Here’s what modular design can look like in commercial space stations, if we design for it
The modular payload packaging approach systematized by the Shuttle Mid-deck Locker, then pushed further down the road of path dependency by the ISS, has defined on-orbit science for decades by ensuring the transportation constraints of the time were met. The resulting volume-constrained solutions have offered a minimum viable product to science principal investigators, but do not reflect the way research is optimally done on Earth.
Labs on Earth have similarly found their way to modularity, though driven by a different set of constraints: zoning and building codes define overall size and shape, structural grids define the open space on a floor, utilities drive floor-to-floor and ceiling heights. Lab casework and equipment is designed to fit into these systems, along with clearances for the humans to work.
It’s an accumulation of details that stacks up to define the architecture. Sometimes this is purposeful, with designers exerting control over each of these variables and their interactions. Sometimes the complexity takes on a life of its own and a building emerges with no real intent beyond accommodating everything. The constraints on a space station only amplify the challenges.
So how can modular design change the game? By layering standardization and commonality into every scale and, from the initial design concept, creating a kit of parts that can be built up in many different ways to accommodate the work, research or otherwise, that we’re going to space to do in the first place.
This image is an example of 6 scales of integrated modular design strategies. You can read from left to right and from right to left.
The station is composed of elements connected by a common berthing mechanism that systematizes hatch size and utility connections, not unlike what the CBM does today.
Elements are made up of segments, driven by metallic pressure vessel manufacturing processes and rocket payload fairing sizes. An 8-meter diameter can be supported by Starship and New Glenn 9x4, and a 2+ meter length makes sense as a human-scale “vertical” floor-to-floor height or a “horizontal” cross section with multiple floors. Inflatables are possible, but present a different set of outfitting challenges and must balance volume against usable volume.

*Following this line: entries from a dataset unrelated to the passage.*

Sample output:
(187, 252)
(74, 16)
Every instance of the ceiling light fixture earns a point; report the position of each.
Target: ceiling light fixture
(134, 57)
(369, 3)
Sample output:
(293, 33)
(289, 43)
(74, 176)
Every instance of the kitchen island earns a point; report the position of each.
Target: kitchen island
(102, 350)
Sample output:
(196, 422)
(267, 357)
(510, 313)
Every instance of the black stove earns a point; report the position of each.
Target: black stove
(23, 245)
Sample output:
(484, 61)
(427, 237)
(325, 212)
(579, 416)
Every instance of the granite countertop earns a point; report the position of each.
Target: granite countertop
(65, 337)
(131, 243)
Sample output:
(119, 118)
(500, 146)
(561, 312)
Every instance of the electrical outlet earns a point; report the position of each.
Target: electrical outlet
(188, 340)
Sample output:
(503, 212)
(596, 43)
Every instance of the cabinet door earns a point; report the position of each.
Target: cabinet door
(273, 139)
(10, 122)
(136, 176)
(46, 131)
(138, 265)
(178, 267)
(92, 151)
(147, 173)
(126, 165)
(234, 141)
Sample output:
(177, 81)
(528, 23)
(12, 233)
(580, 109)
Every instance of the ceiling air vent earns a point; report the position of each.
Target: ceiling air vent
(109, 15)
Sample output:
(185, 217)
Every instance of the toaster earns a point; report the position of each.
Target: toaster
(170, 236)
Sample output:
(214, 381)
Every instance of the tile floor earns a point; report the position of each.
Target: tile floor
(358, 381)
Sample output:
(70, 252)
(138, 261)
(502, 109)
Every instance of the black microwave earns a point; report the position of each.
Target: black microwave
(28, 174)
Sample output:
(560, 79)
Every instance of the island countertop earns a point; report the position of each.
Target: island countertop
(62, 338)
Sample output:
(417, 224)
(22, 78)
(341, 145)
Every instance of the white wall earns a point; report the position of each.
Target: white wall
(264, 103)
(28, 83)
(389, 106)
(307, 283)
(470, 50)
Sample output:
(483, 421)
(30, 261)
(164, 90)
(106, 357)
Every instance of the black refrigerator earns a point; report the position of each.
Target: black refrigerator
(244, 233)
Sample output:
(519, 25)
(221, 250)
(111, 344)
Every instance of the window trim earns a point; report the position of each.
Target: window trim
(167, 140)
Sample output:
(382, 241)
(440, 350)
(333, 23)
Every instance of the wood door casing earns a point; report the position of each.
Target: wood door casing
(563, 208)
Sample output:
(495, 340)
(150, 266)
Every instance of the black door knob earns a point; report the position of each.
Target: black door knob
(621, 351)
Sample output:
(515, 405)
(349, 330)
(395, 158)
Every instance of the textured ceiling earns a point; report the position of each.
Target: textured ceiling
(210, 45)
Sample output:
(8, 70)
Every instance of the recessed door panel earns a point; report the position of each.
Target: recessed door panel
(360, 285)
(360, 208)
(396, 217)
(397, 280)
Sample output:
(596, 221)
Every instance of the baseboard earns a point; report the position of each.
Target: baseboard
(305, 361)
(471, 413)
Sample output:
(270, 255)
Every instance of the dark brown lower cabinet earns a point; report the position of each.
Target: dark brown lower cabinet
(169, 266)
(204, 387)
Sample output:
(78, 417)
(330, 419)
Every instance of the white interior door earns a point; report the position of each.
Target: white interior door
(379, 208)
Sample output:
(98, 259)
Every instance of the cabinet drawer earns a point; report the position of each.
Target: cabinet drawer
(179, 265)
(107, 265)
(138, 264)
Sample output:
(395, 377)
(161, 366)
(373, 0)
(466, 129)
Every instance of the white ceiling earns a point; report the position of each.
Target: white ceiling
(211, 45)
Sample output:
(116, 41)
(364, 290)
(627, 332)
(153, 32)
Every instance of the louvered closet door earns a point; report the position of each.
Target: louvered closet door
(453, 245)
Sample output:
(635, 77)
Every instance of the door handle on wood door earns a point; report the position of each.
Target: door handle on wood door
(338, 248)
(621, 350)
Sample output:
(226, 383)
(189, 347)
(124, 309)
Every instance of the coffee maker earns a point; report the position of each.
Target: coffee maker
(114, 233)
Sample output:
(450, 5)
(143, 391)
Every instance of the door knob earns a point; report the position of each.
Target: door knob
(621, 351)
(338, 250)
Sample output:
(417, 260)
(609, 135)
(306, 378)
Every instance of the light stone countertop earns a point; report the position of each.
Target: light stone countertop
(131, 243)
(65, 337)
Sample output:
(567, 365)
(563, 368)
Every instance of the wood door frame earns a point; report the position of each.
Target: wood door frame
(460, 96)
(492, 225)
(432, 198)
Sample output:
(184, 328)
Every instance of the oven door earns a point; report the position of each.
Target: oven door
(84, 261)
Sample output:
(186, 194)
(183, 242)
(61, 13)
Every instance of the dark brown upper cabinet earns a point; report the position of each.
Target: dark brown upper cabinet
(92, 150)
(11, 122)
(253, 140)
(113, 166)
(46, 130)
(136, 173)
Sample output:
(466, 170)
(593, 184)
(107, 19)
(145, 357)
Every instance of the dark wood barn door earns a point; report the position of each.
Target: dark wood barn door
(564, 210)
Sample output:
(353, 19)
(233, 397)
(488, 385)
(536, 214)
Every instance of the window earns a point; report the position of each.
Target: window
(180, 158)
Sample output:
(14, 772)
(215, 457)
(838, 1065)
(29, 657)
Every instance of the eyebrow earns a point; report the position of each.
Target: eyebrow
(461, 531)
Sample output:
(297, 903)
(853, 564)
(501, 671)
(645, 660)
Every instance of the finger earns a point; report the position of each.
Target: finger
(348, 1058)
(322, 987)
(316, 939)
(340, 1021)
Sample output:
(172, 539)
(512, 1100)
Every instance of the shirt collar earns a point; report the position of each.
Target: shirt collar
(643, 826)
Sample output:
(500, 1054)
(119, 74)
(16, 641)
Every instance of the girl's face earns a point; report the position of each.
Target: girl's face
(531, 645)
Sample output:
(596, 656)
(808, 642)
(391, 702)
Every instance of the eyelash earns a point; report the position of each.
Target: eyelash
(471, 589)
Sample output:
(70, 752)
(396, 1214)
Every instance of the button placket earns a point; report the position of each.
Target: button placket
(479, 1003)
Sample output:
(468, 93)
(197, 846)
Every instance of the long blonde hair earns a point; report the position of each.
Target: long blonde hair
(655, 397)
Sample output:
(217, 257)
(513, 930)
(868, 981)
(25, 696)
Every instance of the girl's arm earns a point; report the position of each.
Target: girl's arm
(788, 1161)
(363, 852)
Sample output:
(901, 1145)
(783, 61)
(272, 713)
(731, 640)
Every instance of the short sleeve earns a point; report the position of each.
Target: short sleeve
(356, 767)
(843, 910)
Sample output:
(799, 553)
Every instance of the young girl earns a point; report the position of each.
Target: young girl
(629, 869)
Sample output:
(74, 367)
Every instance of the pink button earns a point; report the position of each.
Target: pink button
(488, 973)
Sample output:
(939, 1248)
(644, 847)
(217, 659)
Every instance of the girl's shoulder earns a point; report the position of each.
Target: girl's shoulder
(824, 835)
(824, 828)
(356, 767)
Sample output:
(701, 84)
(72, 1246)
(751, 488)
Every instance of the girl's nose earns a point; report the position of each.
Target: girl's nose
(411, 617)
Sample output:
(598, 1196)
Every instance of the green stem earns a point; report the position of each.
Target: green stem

Bays are built up from racks, with typical racks and lockers possible but not required. Bays fit into segment infrastructure, standardizing connections to power, data, fluids, and can accommodate unique equipment, amenities, work stations, and window viewing.
Utility integration can extend to racks and lockers, but can also support station system equipment on the same modular grid, increasing overall extensibility. The grid has a minimum atomic size, even within the locker dimensions, but also builds up to generate the coarser systems of organization, the way lab casework fits into a building’s structural grid.
A good modular system is designed to increase standardization, but also enables interchangeability and variation. The framework is not just physical but tied to standards and requirements to help ensure commonality across otherwise dissimilar systems. The goal isn’t one bespoke space station module, but a flexible system within which families of space station systems are developed in parallel and system integration is part of the design.